The Securities and Exchange Commission of the U.S. has brought out a report on the risk, regulations, and opportunities within the DeFi ecosystem. Caroline Crenshaw, one of the five SEC commissioners, has brought out a statement on the risks, regulations, and opportunities in decentralized finance. Crenshaw published the ‘statement’ on November 9. In the statement, she advised DeFi platforms to contact the SEC.
Also, in the statement, Crenshaw says that crypto is now part of the everyday language. The word crypto is being used in the news, on social media and around investment portfolios.
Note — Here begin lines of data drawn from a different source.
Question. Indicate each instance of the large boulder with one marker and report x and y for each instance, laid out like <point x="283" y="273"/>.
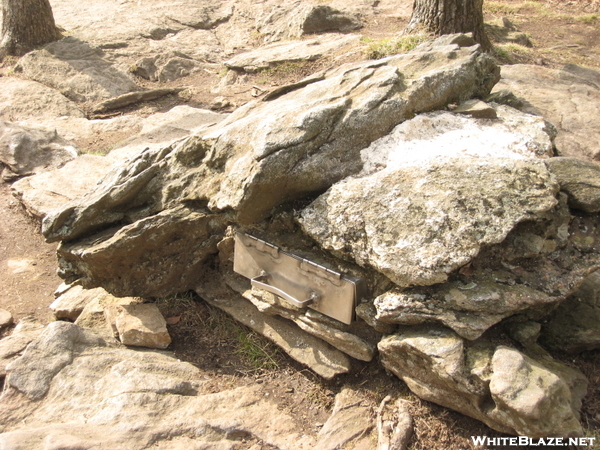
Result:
<point x="23" y="99"/>
<point x="77" y="70"/>
<point x="417" y="213"/>
<point x="298" y="19"/>
<point x="42" y="193"/>
<point x="47" y="191"/>
<point x="580" y="179"/>
<point x="286" y="52"/>
<point x="296" y="143"/>
<point x="80" y="391"/>
<point x="25" y="151"/>
<point x="575" y="325"/>
<point x="151" y="257"/>
<point x="569" y="98"/>
<point x="512" y="392"/>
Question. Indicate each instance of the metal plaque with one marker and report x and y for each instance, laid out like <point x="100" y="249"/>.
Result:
<point x="298" y="281"/>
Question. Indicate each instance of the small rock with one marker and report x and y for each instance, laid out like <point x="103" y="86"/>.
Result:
<point x="72" y="302"/>
<point x="25" y="151"/>
<point x="349" y="420"/>
<point x="220" y="103"/>
<point x="477" y="109"/>
<point x="141" y="325"/>
<point x="580" y="179"/>
<point x="6" y="318"/>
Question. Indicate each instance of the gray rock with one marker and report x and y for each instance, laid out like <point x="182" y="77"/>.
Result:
<point x="159" y="254"/>
<point x="525" y="333"/>
<point x="325" y="360"/>
<point x="47" y="191"/>
<point x="77" y="70"/>
<point x="13" y="345"/>
<point x="314" y="323"/>
<point x="32" y="373"/>
<point x="25" y="151"/>
<point x="131" y="98"/>
<point x="567" y="98"/>
<point x="295" y="51"/>
<point x="94" y="314"/>
<point x="469" y="309"/>
<point x="165" y="67"/>
<point x="507" y="390"/>
<point x="72" y="302"/>
<point x="477" y="109"/>
<point x="350" y="424"/>
<point x="580" y="179"/>
<point x="416" y="214"/>
<point x="6" y="318"/>
<point x="267" y="152"/>
<point x="575" y="325"/>
<point x="120" y="398"/>
<point x="23" y="99"/>
<point x="140" y="325"/>
<point x="297" y="19"/>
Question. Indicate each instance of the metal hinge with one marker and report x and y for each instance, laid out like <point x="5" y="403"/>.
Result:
<point x="297" y="280"/>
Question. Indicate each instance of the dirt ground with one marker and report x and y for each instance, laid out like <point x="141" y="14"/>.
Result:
<point x="227" y="353"/>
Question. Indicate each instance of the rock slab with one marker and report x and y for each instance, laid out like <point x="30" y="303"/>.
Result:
<point x="509" y="391"/>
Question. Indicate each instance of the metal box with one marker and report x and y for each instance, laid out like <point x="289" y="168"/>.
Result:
<point x="298" y="281"/>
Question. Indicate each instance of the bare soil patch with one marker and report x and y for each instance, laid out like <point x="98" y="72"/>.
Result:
<point x="229" y="354"/>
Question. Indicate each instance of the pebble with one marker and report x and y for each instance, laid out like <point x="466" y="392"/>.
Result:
<point x="6" y="318"/>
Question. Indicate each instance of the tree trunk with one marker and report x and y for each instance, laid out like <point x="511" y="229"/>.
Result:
<point x="449" y="16"/>
<point x="26" y="24"/>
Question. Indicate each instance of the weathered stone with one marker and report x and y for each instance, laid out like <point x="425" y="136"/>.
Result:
<point x="165" y="67"/>
<point x="509" y="391"/>
<point x="350" y="424"/>
<point x="325" y="360"/>
<point x="580" y="179"/>
<point x="23" y="99"/>
<point x="294" y="51"/>
<point x="469" y="309"/>
<point x="131" y="98"/>
<point x="314" y="323"/>
<point x="416" y="214"/>
<point x="160" y="254"/>
<point x="575" y="325"/>
<point x="94" y="313"/>
<point x="141" y="325"/>
<point x="32" y="373"/>
<point x="77" y="70"/>
<point x="47" y="191"/>
<point x="297" y="19"/>
<point x="525" y="333"/>
<point x="6" y="318"/>
<point x="162" y="129"/>
<point x="568" y="98"/>
<point x="270" y="152"/>
<point x="13" y="345"/>
<point x="113" y="397"/>
<point x="71" y="303"/>
<point x="507" y="33"/>
<point x="25" y="151"/>
<point x="477" y="109"/>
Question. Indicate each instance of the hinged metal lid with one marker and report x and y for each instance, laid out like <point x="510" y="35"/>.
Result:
<point x="297" y="280"/>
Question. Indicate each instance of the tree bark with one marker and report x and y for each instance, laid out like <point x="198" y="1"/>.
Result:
<point x="26" y="24"/>
<point x="449" y="16"/>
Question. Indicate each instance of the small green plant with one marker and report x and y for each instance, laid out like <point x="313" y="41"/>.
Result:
<point x="588" y="18"/>
<point x="493" y="7"/>
<point x="255" y="350"/>
<point x="386" y="47"/>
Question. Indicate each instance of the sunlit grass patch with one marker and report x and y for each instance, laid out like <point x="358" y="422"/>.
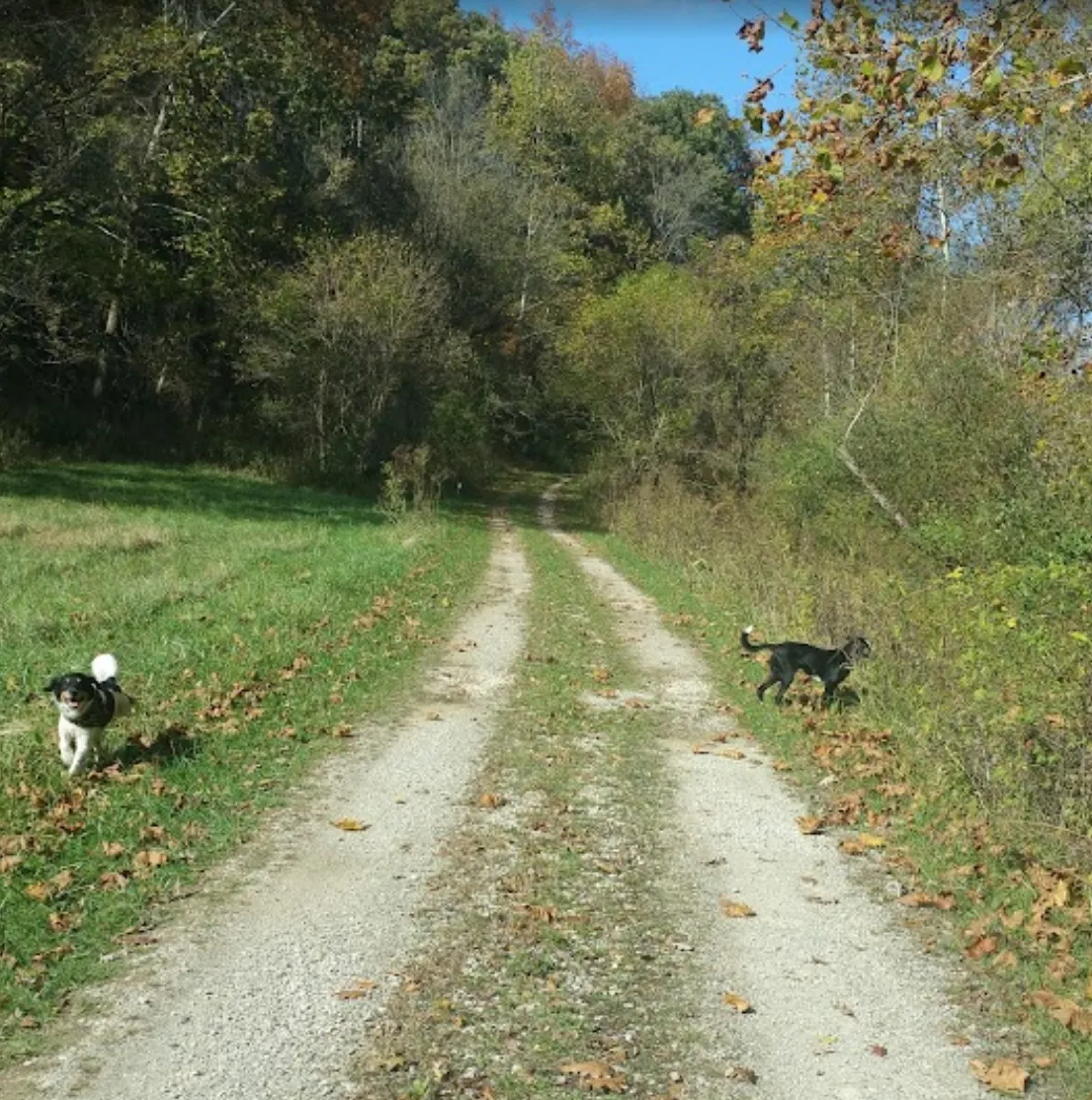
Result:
<point x="254" y="625"/>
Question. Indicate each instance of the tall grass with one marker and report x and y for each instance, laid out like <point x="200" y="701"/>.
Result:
<point x="253" y="623"/>
<point x="982" y="673"/>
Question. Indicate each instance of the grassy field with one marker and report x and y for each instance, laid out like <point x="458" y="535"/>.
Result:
<point x="966" y="753"/>
<point x="253" y="623"/>
<point x="553" y="916"/>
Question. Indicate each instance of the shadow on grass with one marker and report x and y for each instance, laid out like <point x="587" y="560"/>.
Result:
<point x="173" y="743"/>
<point x="185" y="488"/>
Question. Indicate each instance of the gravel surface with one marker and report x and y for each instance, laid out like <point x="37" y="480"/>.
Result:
<point x="845" y="1005"/>
<point x="239" y="998"/>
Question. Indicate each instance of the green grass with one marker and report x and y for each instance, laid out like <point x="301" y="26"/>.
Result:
<point x="967" y="752"/>
<point x="254" y="624"/>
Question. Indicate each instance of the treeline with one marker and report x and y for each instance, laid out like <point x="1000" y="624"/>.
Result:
<point x="874" y="414"/>
<point x="303" y="233"/>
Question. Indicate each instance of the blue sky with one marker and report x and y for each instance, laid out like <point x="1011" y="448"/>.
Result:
<point x="669" y="44"/>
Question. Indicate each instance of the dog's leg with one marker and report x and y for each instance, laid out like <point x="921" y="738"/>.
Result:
<point x="83" y="751"/>
<point x="66" y="743"/>
<point x="769" y="682"/>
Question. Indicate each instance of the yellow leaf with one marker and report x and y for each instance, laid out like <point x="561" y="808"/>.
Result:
<point x="151" y="858"/>
<point x="1002" y="1076"/>
<point x="361" y="986"/>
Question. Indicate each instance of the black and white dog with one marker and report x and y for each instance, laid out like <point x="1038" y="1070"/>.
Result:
<point x="788" y="658"/>
<point x="87" y="705"/>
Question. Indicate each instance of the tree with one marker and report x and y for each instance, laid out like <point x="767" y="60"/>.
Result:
<point x="352" y="338"/>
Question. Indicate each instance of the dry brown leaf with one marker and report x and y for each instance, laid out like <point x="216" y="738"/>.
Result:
<point x="60" y="922"/>
<point x="1066" y="1012"/>
<point x="595" y="1076"/>
<point x="920" y="899"/>
<point x="361" y="986"/>
<point x="151" y="858"/>
<point x="737" y="1002"/>
<point x="981" y="947"/>
<point x="1002" y="1076"/>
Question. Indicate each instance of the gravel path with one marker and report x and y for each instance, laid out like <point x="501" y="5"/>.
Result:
<point x="845" y="1005"/>
<point x="239" y="999"/>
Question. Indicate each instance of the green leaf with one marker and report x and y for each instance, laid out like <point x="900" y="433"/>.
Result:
<point x="933" y="68"/>
<point x="1070" y="66"/>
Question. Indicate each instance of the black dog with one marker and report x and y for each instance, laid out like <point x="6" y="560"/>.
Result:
<point x="788" y="658"/>
<point x="87" y="704"/>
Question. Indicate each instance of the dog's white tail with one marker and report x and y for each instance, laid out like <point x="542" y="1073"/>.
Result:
<point x="105" y="667"/>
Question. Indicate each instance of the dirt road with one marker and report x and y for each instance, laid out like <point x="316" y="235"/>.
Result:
<point x="250" y="991"/>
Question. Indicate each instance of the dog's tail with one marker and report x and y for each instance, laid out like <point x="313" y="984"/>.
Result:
<point x="752" y="647"/>
<point x="105" y="667"/>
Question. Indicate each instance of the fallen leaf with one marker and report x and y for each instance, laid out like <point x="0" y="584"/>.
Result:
<point x="981" y="947"/>
<point x="361" y="986"/>
<point x="1002" y="1076"/>
<point x="920" y="899"/>
<point x="595" y="1076"/>
<point x="1066" y="1012"/>
<point x="151" y="858"/>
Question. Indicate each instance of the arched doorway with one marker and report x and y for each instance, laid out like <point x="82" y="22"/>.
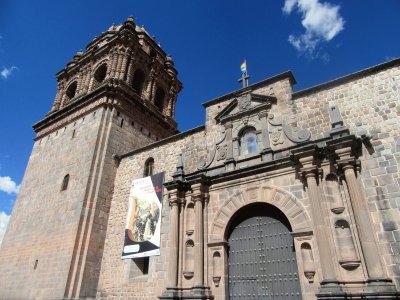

In the report, the SEC tries to explain the regulatory status of decentralized finance in the United States. The report says that many things in decentralized Finance look like those in the traditional financial marketplace. The SEC partnered with AnChain.Al, a blockchain analytics firm to observe the DeFi space.
Risk and reward in DeFi
The commissioner said that DeFi has structural limits because it is unregulated. Crenshaw added that the Securities and Exchange Commission is one of the departments that have jurisdiction over decentralized finance. Nevertheless, no DeFi platform needed to register with the regulator. Because of that, users are not protected by any legal framework, like with the traditional financial markets. Crenshaw also asked DeFi platforms to reach out to the Commission’s ‘’FinHub’’ for advice about DeFi regulations. Crenshaw also said that the commission’s FinHub has never refused a meeting. According to the commissioner, the help of FinHub is very meaningful. The regulator would like more DeFi projects to comply voluntarily with regulations.
According to Crenshaw, there are two major structural hurdles; Transparency and pseudonymity. The commissioner says that there is a lack of transparency. She speaks about a ‘two-tier market’ where experienced investors and insiders make huge profits and retail investors take more risks. The retail investors get worse pricing and because of that they are less likely to succeed. According to the commissioner, this has happened with multiple projects that have had major venture capital investments. A big consequence is that because of that, these projects are now governed by ‘whales’ which hold the most percentage of the tokens.